- Episode no.: Season 4 Episode 16
- Directed by: Pamela Fryman
- Written by: Craig Gerard; Matthew Zinman;
- Production code: 4ALH16
- Original air date: March 9, 2009

Guest appearances
- Laura Prepon as Karen; David Burtka as Scooter; Laura Ann Kesling as 8-year-old Nicole;

Episode chronology
| ← Previous "The Stinsons" | Next → "The Front Porch" |
- How I Met Your Mother season 4

= Sorry, Bro =

"Sorry, Bro" is the 16th episode in the fourth season of the television series How I Met Your Mother and 80th overall. It originally aired on March 9, 2009.

==Plot==
At 1:45 am, Robin gets up so she will be in time for her 4 am talk show that she anchors and meets the gang at the bar, as they are still out from the previous night. Ted tells his friends that Karen, his girlfriend during high school and college, is now in town.

Marshall and Lily are not happy with this news. They tell Ted how annoyed they were by Karen's pretentiousness, how Ted imitated her opinions and how Karen always cheated on Ted, left for a few months, and got back together with him, only for the process to begin all over again and again. Although the gang prevents Ted from calling her, Ted reveals that already called her and had lunch with her. The group discusses the four different reasons one would have lunch with an ex: They want to get back together, as depicted in Lily's lunch with Scooter; they want to kill you, depicted in Barney's paranoid interpretation of his lunch with Wendy; they want to give back something you left behind, depicted in Robin's lunch with "The Iron Man"; or they want to show off how well they are doing, depicted in an eight-year-old Marshall having lunch with eight-year-old Nicole.
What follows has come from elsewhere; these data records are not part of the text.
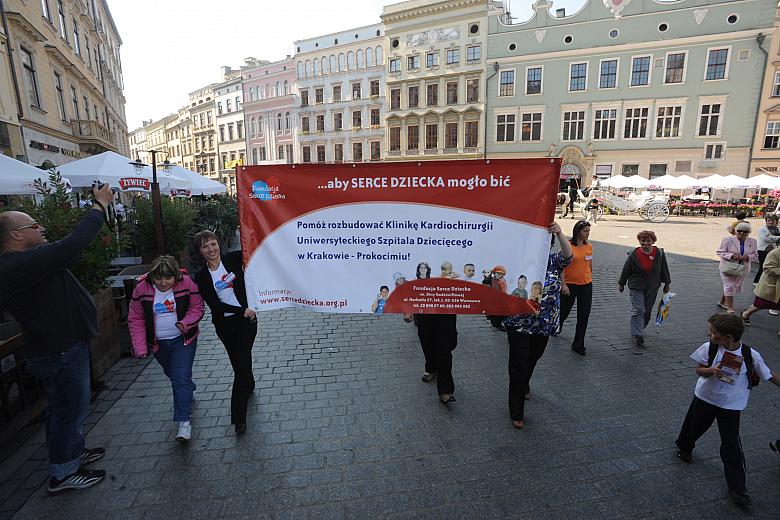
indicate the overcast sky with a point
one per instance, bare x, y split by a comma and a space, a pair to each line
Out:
173, 47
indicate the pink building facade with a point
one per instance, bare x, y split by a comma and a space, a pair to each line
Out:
270, 118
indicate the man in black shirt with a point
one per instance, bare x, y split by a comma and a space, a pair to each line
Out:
58, 318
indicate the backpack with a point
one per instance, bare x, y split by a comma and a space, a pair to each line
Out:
747, 357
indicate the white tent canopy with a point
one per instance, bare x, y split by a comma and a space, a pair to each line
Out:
116, 170
200, 185
16, 177
619, 181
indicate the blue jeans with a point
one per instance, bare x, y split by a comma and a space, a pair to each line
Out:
176, 360
65, 376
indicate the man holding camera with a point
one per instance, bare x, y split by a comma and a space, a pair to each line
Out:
58, 319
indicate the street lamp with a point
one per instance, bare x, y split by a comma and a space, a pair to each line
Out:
155, 189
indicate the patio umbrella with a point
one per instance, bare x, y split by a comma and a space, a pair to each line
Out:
16, 177
200, 185
116, 170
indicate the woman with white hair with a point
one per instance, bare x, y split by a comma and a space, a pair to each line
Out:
736, 254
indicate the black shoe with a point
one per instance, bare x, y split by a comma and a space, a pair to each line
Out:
740, 498
82, 479
685, 456
92, 454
Ted reveals that he has entered a relationship with Karen, with roommate Robin unaware due to the sleeping pills she has been using to help her keep up with her schedule. Lily is frustrated to hear this, and Ted confronts her about the true reason she hates Karen: while she was painting Marshall in the nude, Karen entered and "lingered" around, keeping her eyes on Marshall. Ted tells them that the gang is wrong about his succumbing to Karen's every whim so easily. While he and Karen were hooking up in her apartment, Karen's boyfriend entered. After the boyfriend left, Ted confronted Karen about how she always cheated rather than ending relationships, and said he never wanted to speak to her again. Karen later dumped the boyfriend. The gang is happy to hear this, but Lily asks Ted how he could know Karen dumped him if he never spoke to her again. Ted quickly says that he and Karen called each other again, patched things up, are now back together and she is coming to the bar. Karen enters the bar and the gang unhappily greets her.

The previous day at work, Marshall was playing basketball with his office colleagues and forgot his suit pants. He called Lily to come over and give him pants. Lily gave the pants to Barney to give to Marshall, but Barney cut them up. Marshall confidently wears the ripped pants to the bar, admitting it shows off his calves.

== Critical response ==

Donna Bowman of The A.V. Club rated the episode with a grade B+.

Michelle Zoromski of IGN gave the episode 8.3 out of 10.

It currently sits at a score of 7.6 stars on IMDB from over 4,000 reviews, which puts it at 153rd out of the 208 episodes that are rated on the website.